We allow any value under the modulo value to retain its value with the ternary operators. E.g., for the exponent, prev < 4 ? prev : (prev % 4 + 4). However I initially believed this to be prev === 0 ? 0 : (prev % 4 + 4).

This is because th exponent of zero does not have the same ending digit as the other multiples of the modulo, it always equals 1 (x ^ 0 === 1). So, by adding 4, we get a value that does have the same last digit, and by leaving zero alone we still get 1 for zero exponents.

Why is it that prev < 4 ? prev : (prev % 4 + 4) was required to make this answer correct? Why is e.g., prev = 3, need to be 3 instead of adding 4 like the others?

Answer 2

I believe your top-down approach is somewhat flawed, because LD(b) is not the only determining factor in LD(a^b), unlike with a - i.e. all digits of b influence the value of LD(a^b). Therefore, with a top-down algorithm, it only makes sense to compute the LD at the end, which kind of defeats the point.

---

That's not to say the formula you derived is useless - quite the opposite.

Looking at the inner index, we see that (b - 1) % p[a % 10].length could potentially be computed recursively bottom-up. So what are the possible values of L = p[a % 10].length? 1, 2, and 4. The corresponding possible values for I = (b - 1) % L are:

• For L = 1, I = 0 trivially.
• For L = 2, I = 0 if b is odd. Let b = c ^ d, and note that b is odd if either c is odd or d = 0, otherwise even. Thus this case is also trivial if we peek at the next number in the array.

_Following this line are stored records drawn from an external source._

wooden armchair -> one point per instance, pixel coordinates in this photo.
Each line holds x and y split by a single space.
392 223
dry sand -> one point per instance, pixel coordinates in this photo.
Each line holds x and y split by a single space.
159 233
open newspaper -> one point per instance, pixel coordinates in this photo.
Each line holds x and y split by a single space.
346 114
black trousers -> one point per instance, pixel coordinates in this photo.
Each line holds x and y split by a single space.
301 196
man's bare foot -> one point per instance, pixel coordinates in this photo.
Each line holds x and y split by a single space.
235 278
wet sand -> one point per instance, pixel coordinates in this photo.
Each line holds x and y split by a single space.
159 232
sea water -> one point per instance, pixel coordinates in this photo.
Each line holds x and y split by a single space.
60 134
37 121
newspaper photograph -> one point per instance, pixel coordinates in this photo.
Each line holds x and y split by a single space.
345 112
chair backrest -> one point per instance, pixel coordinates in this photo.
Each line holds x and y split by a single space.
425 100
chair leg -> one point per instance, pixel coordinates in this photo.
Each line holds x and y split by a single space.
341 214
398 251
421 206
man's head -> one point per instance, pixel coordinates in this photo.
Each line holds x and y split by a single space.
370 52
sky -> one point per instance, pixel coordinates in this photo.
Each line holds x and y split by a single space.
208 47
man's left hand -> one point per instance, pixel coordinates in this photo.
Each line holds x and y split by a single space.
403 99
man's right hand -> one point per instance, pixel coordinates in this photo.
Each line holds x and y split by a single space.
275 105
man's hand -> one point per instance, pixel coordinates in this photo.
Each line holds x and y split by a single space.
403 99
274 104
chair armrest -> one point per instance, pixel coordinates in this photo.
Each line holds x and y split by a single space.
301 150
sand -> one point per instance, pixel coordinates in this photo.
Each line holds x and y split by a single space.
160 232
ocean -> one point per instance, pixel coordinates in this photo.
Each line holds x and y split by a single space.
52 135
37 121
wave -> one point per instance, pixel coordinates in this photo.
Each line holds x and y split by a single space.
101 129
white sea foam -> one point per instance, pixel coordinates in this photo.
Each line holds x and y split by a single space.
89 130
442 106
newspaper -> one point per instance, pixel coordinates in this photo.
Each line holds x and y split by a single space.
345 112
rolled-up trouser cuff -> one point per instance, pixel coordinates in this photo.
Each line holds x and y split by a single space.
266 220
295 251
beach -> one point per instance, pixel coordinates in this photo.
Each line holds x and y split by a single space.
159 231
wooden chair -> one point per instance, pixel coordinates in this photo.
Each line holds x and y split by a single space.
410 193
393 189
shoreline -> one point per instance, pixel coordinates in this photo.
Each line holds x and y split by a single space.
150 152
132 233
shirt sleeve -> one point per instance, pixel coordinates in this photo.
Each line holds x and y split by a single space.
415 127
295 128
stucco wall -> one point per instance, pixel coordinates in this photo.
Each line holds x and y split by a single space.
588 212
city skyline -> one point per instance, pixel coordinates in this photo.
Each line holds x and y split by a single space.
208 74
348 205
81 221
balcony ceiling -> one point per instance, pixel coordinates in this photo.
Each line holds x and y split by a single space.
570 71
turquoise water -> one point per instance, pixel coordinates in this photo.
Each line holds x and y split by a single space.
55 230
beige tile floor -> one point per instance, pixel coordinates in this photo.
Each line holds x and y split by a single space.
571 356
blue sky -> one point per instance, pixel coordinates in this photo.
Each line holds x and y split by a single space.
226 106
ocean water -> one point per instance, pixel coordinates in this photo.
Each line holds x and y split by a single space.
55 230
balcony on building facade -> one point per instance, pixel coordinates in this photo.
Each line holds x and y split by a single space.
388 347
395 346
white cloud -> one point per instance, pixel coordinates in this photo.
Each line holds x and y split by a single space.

• For L = 4, I is simply the last digit of b - 1 in base 4 (call it LD4). We can compute an analogous digit table, and process the rest of the array as before:

  // base 4 table
  const q = [
     [0],  // 0^1=0 ...
     [1],  // 1^1=1 ...
     [2, 0, 0, 0, ..... ], // infinitely recurring
     [3, 1], // 3^1=3, 3^2=1, 3^3=3, 3^4=1 ...
  ];
  

Ah. Well, since there are so few cases, a few if-clauses won't hurt:

LD2(a) | LD2(a^b)
----------------------------
0      | 1 if b = 0, else 0
1      | 1 always

LD4(a) | LD4(a^b)
----------------------------------------
0      | 1 if b = 0, else 0
1      | 1 always
2      | 1 if b = 0, 2 if b = 1, else 0
3      | 3 if b odd, else 1

With the assumption that 0^0 = 1. Also, LD4(b - 1) = LD4(b + 3).

---

Code:

function isEnd(a, i)
{
   return (i > a.length - 1);
}

function isZero(a, i)
{
   if (!isEnd(a, i))
      if (a[i] == 0)
         return !isZero(a, i+1);
   return false;
}

function isUnity(a, i)
{
   if (isEnd(a, i) || a[i] == 1)
      return true;
   return isZero(a, i+1);
}

function isOdd(a, i)
{
   if (isEnd(a, i) || a[i] % 2 == 1)
      return true;
   return isZero(a, i+1);
}

function LD2(a, i)
{
   if (isEnd(a, i) || a[i] % 2 == 1)
      return 1;
   return isZero(a, i+1) ? 1 : 0;
}

function LD4(a, i)
{
   if (isEnd(a, i)) return 1;
   switch (a[i] % 4) {
      case 0: return isZero(a, i+1) ? 1 : 0;
      case 1: return 1;
      case 2: 
         if (isZero(a, i+1)) return 1;
         if (isUnity(a, i+1)) return 2;
         return 0;
      case 3: return isOdd(a, i+1) ? 3 : 1;
      default: return -1; // exception?
   }
}

const p = [
   [ 0 ],      // 0^1=0, 0^2=0 ...
   [ 1 ],      // 1^1=1, 1^2=1 ...
   [ 2,4,8,6 ], // 2^1=2, 2^2=4 ...
   [ 3,9,7,1 ], // 3^1=3, 3^2=9 ...
   [ 4,6 ],     
   [ 5 ],      
   [ 6 ],      
   [ 7,9,3,1 ],
   [ 8,4,2,6 ],
   [ 9,1 ]
];

function LD10(a)
{
   let LDa = a[0] % 10;
   if (isZero(a, 1)) return 1; // corner case not present in tables
   const row = p[LDa];
   switch (row.length) {
      case 1: return row[0];
      case 2: return row[1 - LD2(a, 1)];
      case 4: return row[(LD4(a, 1) + 3) % 4];
      default: return -1; // exception?
   }
}

The above code now passes all test cases.